Everyone finds inspiration in cookbooks

cookbooks on shelf

Sometimes it is difficult to find inspiration for your next meal. You might stare blankly into the refrigerator or pantry, hoping something will fall off the shelf and hit you in the head–in a figurative sense, of course, but if you’re desperate enough you might accept a literal bump on the noggin. You might also surf the internet or turn to your cookbook collection for ideas. If that last option is the one you turn to first or that you find the most satisfying, you aren’t alone.
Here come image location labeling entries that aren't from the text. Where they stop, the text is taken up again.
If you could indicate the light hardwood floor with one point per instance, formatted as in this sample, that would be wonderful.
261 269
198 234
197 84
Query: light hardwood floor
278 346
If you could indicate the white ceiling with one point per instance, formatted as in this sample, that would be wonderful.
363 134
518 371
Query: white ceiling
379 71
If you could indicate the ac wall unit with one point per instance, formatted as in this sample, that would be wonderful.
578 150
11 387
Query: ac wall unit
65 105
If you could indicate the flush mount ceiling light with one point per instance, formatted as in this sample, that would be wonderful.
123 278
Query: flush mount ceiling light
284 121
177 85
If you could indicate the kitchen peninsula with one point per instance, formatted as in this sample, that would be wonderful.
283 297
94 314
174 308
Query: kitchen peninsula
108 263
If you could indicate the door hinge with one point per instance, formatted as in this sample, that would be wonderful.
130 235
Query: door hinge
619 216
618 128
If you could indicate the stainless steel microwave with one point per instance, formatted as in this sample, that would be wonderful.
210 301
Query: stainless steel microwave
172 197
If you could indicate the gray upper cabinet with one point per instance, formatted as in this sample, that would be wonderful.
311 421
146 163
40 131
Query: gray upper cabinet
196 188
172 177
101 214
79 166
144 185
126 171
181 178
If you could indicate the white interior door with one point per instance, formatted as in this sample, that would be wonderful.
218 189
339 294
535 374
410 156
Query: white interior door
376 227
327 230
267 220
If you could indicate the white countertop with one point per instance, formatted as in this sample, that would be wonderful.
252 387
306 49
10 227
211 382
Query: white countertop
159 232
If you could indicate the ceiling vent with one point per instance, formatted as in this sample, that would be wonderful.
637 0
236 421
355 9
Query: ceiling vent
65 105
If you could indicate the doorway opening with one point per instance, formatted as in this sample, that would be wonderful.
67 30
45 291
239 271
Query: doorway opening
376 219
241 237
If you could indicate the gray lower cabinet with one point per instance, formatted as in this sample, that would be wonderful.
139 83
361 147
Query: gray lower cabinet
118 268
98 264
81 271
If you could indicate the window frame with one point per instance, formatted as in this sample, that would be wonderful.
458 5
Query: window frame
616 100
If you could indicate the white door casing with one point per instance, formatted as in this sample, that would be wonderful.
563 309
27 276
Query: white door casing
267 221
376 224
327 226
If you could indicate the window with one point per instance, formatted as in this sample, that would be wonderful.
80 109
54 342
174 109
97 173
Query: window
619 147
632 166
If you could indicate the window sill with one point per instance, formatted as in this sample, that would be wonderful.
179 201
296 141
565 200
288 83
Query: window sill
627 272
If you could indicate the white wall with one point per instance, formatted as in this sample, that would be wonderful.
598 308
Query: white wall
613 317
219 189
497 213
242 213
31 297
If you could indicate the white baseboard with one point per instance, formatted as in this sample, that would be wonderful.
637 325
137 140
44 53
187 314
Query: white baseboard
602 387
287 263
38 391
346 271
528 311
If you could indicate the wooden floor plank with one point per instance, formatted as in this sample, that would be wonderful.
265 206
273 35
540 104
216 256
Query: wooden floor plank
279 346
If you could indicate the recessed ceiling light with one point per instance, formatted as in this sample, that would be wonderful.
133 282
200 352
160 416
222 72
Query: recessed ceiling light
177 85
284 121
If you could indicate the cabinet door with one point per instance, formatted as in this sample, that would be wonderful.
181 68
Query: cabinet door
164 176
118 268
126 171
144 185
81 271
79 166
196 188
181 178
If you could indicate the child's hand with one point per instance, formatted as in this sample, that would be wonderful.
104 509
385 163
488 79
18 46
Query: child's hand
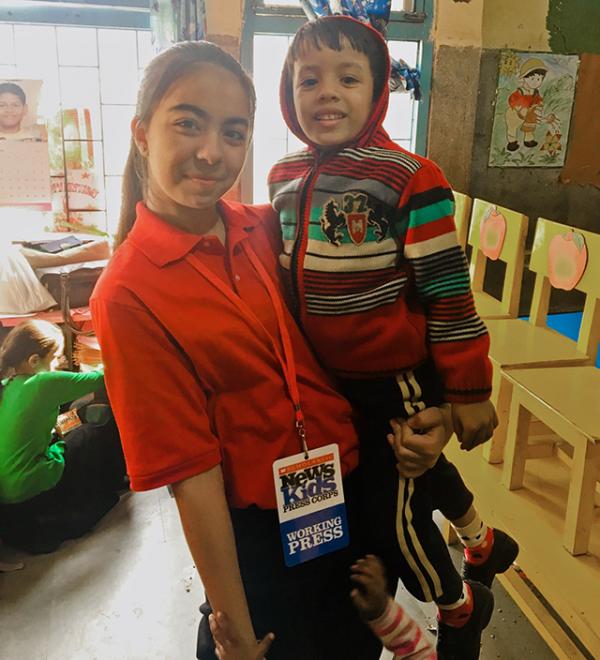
474 423
228 643
419 441
370 596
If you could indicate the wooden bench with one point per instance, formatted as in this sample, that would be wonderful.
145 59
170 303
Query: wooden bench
519 344
565 399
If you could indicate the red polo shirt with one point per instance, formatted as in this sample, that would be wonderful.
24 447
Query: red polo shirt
192 381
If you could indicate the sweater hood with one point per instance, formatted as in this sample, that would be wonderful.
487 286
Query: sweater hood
380 102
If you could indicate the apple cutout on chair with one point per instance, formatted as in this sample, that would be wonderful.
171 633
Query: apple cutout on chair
492 232
567 259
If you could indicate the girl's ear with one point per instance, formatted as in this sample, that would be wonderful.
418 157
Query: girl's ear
138 130
33 362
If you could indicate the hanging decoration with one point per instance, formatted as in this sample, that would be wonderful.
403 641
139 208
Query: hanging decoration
376 13
567 259
492 233
172 21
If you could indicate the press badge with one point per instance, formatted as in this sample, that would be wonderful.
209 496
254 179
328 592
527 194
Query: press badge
310 504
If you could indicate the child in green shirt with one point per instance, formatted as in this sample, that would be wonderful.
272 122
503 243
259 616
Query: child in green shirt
66 480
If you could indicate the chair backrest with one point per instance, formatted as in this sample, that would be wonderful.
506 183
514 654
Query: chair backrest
589 284
512 251
462 213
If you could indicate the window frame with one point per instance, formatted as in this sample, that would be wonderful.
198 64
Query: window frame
403 26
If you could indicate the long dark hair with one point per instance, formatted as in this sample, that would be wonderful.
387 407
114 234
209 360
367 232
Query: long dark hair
27 339
160 74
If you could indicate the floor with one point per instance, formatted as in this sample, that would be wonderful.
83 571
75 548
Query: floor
129 591
535 516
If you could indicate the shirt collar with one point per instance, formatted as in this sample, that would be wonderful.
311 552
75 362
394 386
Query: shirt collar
163 243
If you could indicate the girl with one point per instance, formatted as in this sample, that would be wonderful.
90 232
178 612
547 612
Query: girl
49 490
210 379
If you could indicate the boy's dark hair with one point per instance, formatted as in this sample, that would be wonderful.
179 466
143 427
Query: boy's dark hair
332 32
12 88
539 72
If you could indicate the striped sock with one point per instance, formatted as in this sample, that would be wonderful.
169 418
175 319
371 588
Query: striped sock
401 635
458 613
473 534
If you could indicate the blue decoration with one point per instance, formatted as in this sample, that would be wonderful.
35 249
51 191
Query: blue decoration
376 13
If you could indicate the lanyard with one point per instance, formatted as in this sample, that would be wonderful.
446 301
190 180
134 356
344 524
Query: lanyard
287 361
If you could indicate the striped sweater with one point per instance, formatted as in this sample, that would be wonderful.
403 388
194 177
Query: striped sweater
376 276
401 635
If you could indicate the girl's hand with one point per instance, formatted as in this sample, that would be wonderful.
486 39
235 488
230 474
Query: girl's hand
370 595
418 441
230 646
474 423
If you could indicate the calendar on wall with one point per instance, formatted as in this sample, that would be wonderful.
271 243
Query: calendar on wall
24 174
24 157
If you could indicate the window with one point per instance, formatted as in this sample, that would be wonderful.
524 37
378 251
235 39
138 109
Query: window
268 31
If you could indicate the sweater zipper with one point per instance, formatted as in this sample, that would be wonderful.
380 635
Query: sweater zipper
299 249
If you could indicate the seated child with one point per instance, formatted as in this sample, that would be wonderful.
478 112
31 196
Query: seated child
381 288
50 489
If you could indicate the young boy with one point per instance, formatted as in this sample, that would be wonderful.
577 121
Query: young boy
382 290
13 110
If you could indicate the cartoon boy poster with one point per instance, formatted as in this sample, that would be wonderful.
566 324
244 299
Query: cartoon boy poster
534 100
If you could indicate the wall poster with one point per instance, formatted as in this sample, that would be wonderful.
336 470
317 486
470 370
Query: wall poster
24 160
534 100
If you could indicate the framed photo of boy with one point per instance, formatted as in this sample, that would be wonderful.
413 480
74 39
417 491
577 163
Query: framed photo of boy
24 158
534 102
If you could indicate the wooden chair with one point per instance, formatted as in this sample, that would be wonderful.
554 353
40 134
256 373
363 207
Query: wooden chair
512 254
462 213
566 400
518 344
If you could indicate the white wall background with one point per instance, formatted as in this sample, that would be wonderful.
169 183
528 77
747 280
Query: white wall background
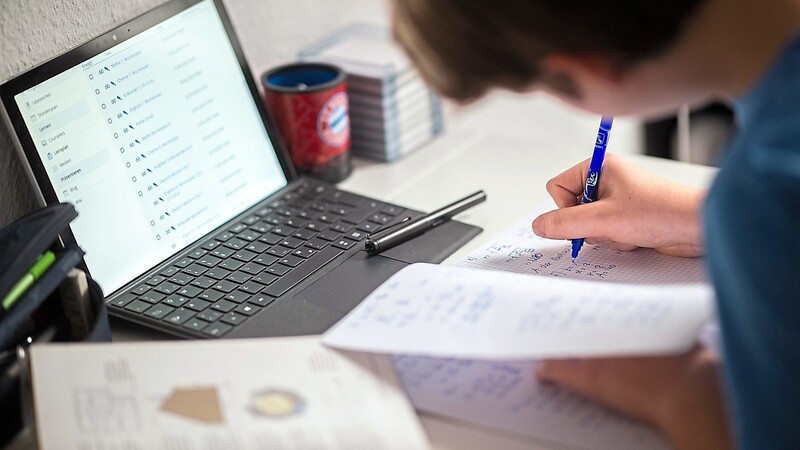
33 31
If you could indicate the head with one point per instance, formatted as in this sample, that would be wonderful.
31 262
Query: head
584 52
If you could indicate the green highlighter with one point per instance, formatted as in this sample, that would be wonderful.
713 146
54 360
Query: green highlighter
34 273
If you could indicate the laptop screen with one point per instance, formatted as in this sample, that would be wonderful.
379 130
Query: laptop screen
157 141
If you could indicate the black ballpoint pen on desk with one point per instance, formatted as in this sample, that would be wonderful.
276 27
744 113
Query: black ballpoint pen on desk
411 228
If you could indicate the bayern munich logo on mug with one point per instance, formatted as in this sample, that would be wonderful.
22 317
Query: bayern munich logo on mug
333 123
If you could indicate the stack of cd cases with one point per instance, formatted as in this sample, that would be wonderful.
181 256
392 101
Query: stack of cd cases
392 111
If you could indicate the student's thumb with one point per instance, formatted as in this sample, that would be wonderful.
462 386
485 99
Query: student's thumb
570 223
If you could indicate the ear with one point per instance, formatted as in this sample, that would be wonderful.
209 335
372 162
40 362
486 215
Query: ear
582 67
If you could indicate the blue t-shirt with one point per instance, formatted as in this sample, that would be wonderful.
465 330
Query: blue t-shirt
752 233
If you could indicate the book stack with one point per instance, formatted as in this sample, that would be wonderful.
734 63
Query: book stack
392 111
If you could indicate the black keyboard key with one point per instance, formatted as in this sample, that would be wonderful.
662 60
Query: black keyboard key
317 244
315 226
329 235
236 244
344 243
238 228
244 255
183 262
167 287
279 251
223 305
251 287
196 270
211 295
211 245
271 238
198 253
250 220
179 316
265 260
291 261
155 280
224 236
225 286
292 242
261 300
170 271
175 300
231 264
237 297
381 219
252 268
204 282
233 318
152 297
302 271
341 228
368 227
284 230
209 260
304 234
141 289
356 235
257 247
123 299
223 252
238 277
304 253
278 270
195 324
249 235
197 305
159 311
261 227
265 278
137 306
217 329
189 291
218 273
209 315
181 279
247 309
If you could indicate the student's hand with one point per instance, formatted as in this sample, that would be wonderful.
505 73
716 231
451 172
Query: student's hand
634 209
680 395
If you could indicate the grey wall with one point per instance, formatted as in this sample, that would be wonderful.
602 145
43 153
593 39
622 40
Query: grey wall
32 31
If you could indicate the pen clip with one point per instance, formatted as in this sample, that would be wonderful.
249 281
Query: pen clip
390 227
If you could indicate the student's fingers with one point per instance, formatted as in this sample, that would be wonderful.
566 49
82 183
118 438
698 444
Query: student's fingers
567 187
592 219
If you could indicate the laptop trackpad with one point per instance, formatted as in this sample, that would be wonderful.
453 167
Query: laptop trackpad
345 286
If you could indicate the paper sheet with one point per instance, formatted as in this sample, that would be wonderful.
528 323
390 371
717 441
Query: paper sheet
506 396
519 250
286 393
443 311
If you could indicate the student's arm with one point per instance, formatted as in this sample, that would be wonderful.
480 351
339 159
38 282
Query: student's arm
635 209
680 395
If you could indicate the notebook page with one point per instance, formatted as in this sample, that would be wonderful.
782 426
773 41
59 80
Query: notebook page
460 312
504 395
519 250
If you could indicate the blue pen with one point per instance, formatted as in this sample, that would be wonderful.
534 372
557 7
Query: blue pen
593 177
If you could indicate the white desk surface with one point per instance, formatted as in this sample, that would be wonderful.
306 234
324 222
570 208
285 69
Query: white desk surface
509 146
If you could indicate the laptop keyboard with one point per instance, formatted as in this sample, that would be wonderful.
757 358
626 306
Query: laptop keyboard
239 272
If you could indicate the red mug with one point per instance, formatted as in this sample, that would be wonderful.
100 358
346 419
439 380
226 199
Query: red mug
309 104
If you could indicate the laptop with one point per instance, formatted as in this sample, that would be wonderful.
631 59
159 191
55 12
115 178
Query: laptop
193 219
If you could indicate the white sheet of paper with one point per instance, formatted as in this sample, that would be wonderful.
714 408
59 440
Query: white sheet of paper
505 396
519 250
435 310
287 393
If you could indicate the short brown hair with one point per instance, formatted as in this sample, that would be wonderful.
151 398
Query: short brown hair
465 47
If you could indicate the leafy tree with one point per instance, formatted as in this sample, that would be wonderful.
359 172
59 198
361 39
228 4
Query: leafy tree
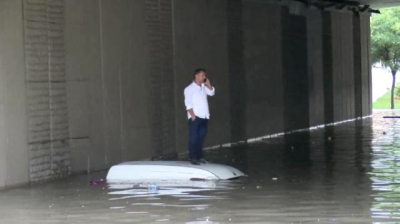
385 31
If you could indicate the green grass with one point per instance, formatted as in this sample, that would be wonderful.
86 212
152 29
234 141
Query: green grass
384 102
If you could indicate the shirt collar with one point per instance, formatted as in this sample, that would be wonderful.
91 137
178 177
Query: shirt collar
197 86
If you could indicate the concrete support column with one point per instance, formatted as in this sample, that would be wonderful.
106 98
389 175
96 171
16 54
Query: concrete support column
14 154
237 76
46 89
315 67
295 71
161 74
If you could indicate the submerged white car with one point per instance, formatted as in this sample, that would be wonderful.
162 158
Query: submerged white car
170 170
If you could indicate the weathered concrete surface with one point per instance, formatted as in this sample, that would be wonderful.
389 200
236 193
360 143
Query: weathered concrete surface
263 62
107 83
14 154
315 68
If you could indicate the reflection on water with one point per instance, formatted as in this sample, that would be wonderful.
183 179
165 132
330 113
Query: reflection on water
385 173
339 174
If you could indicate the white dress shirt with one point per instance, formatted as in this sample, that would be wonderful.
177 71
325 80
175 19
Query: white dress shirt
196 99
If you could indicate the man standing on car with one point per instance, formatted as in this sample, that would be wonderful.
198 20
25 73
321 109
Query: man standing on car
198 113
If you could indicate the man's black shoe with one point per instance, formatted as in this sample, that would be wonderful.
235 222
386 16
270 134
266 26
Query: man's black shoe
194 162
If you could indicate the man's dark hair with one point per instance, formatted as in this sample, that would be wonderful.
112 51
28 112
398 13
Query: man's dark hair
198 70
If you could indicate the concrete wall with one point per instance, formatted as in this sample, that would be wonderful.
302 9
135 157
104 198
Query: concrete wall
96 82
14 154
315 68
263 62
107 82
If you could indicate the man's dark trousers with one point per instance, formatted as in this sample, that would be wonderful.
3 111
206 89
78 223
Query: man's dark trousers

Even the biggest food bloggers use their cookbooks for inspiration.

Ed Smith of rocketandsquash.com discusses how he uses cookery books for inspiration in his latest Guardian piece. Says Smith, “I tend to scan for ideas first, then dive in deeper when elements of a dish or a particular paragraph catch my eye. Sometimes I’ll follow a recipe exactly. But more often than not (and I can’t be alone in this), that recipe triggers an idea and I’ll go off at a tangent; though I’ll remember and note the source.” Ed, you are most definitely not alone.

He goes on to explain how the two recipes that follow his ode to cookbooks owe much to classic works. The first, a tomato tart, is a riff off a recipe from Rowley Leigh. Smith notes that the second recipe, a baby aubergine tart, was inspired by books from Claudia Roden, Sam and Sam Clark, Diana Henry and Yotam Ottolenghi. He says “why else would I add honey, cinnamon and cumin to what would otherwise have been a more intuitively Mediterranean mix?”